For the 2005 "King Kong," Kretschmann took to the seas as Captain Englehorn, a role originally played by Frank Reicher in the 1933 classic that the Peter Jackson-directed version is based on. Manning the great ship the SS Venture, Englehorn begrudgingly agrees to take filmmaker Carl Denham (Jack Black) to the uncharted Skull Island where Denham aims to film the mysterious God of the land, Kong. 

After Ann Darrow (Namoi Watts) is taken by the 25-foot gorilla, Englehorn awaits the return of Denham's search party. Eventually, with the urging of Bruce Baxter (Kyle Chandler), he and the others rescue the search party from certain doom as they struggle in a spider-filled chasm. Kretschmann's Englehorn has a memorable presence — especially in any scene where he and Black are interacting, as their constant tension adds dramatic weight to the film's lengthy runtime.

He met an untimely demise in the MCU

The actor returned to the world of comic book cinema in another big-budget sequel, this time in the Marvel Cinematic Universe. His first appearance as Baron Wolfgang von Strucker came in the mid-credits scene for "Captain America: The Winter Soldier," where it is revealed that the former S.H.I.E.L.D. agent-turned-HYDRA leader is making plans to use Loki's Scepter to perform experiments on people, including Wanda (Elizabeth Olsen) and Pietro Maximoff (Aaron Taylor-Johnson). 

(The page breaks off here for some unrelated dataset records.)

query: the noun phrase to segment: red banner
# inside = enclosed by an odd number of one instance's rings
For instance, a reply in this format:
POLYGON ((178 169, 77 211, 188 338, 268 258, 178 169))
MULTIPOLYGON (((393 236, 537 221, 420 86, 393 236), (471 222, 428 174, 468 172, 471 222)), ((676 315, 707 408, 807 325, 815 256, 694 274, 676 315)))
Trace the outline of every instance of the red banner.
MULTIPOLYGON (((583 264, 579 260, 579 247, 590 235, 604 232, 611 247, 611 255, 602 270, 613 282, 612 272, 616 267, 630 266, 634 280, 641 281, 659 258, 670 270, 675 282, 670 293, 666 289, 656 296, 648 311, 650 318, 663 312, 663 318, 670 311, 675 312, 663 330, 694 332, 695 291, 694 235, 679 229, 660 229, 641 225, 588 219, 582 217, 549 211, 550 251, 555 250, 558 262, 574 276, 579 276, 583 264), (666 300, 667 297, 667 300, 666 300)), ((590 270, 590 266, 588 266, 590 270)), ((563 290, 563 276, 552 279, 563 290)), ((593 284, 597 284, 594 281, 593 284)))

Strucker would eventually come face-to-face with Earth's mightiest heroes in "Avengers: Age of Ultron" when the team attacked his HYDRA Base. Despite trying to avert the Avengers' attention, there was little he could do to defend himself and he was taken down by Captain America (Chris Evans). Strucker was eventually thrown into prison, where he met his demise at the hands of the A.I. Ultron (James Spader), who initially came to said prison to learn where he could find Vibranium. 

Kretschmann may not have had the biggest impact in the MCU, but his knack for portraying the nasty shines through in his more subtle, cold-hearted mannerisms.